The fact that the Commissioner accompanied the officers on the raid is not sufficient to impugn his neutrality or detachment. His act was somewhat similar to visits often made by judges to places of imprisonment. It may indeed be a healthy interest on the part of a judge or magistrate actually to see the manner in which his orders are carried out. The proof does not remotely indicate that, in issuing the search warrant, the Commissioner did not act as a neutral and detached magistrate.

(2) No discussion is necessary to demonstrate that the evidence in this case was substantial, indeed ample, to support a verdict of guilty.

(3) The defendant urges that remarks of the Trial Judge during the testimony and in his charge deprived him of a fair and impartial trial. While some of the Judge’s comments were not phrased in customary judicial language, they drew no objection from the defendant’s counsel.

The Judge carefully charged the jury that “ * * * you as jurors are the sole judges of the facts. * * * ” We think that the Judge’s most damaging comment was:

“You heard the facts. I am entitled to comment on that and that is my comment that the evidence does show a violation of every one of those statutes, but you are at liberty to disregard my comments on the evidence. I am entitled to comment but you are entitled to disregard my comment but my comments are intended for your help and to assist you in a proper performance of your duty.”
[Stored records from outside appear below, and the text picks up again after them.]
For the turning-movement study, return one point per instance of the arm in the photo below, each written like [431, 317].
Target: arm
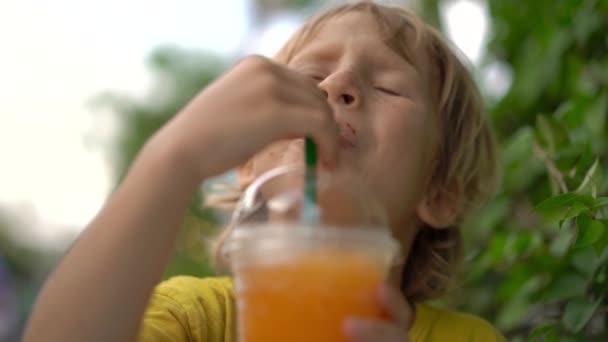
[101, 288]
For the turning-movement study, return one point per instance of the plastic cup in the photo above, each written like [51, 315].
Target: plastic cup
[299, 283]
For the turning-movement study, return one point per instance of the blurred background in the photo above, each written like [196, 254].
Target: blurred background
[83, 84]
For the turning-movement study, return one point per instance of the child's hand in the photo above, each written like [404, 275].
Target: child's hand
[255, 103]
[395, 329]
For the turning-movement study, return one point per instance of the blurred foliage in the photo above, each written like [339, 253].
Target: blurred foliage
[537, 257]
[537, 262]
[180, 74]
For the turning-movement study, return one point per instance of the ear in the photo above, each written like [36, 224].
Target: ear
[245, 174]
[440, 207]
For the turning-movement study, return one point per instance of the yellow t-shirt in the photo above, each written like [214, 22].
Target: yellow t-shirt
[203, 310]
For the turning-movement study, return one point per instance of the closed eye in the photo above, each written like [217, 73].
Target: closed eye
[388, 91]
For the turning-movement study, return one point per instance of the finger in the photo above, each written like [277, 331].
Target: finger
[396, 306]
[360, 330]
[323, 129]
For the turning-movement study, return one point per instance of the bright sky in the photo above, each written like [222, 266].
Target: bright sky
[58, 54]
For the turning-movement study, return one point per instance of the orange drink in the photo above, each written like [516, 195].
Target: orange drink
[298, 283]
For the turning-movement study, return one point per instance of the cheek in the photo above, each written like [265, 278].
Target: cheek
[277, 154]
[404, 150]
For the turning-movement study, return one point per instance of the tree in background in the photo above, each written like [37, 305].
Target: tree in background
[537, 262]
[537, 256]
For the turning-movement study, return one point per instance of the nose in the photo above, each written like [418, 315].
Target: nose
[340, 88]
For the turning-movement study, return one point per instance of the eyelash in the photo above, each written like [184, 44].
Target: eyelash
[387, 91]
[382, 89]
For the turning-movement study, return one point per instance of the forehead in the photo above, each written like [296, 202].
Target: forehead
[375, 36]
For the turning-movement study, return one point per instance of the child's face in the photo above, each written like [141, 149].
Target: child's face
[387, 134]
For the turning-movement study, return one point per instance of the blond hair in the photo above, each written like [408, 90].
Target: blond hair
[465, 161]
Under all of the facts and circumstances of this case, we find no miscarriage of justice and no plain error.

The judgment is Affirmed. 
      
      . Pursuant to 18 U.S.C. § 4208(a) (2).
     
      
      . See Glasser v. United States, 1942, 315 U.S. 60, 80, 62 S.Ct. 457, 86 L.Ed. 680; Riggs v. United States, 5 Cir. 1960, 280 F.2d 949, 955. The jury could reasonably conclude that the evidence excluded every reasonable hypothesis except that of guilt. Vick v. United States, 5 Cir. 1954, 216 F.2d 228, 232.
     
      
      . The only objection was that made to the Judge’s charge, supra, and there is no particular insistence upon that objection.
     
      
      . See Rule 52, Fed.B.Crim.P.; United States v. Campbell and Free, 5 Cir. 1969, 419 F.2d 1144 (decided Dec. 2, 1969).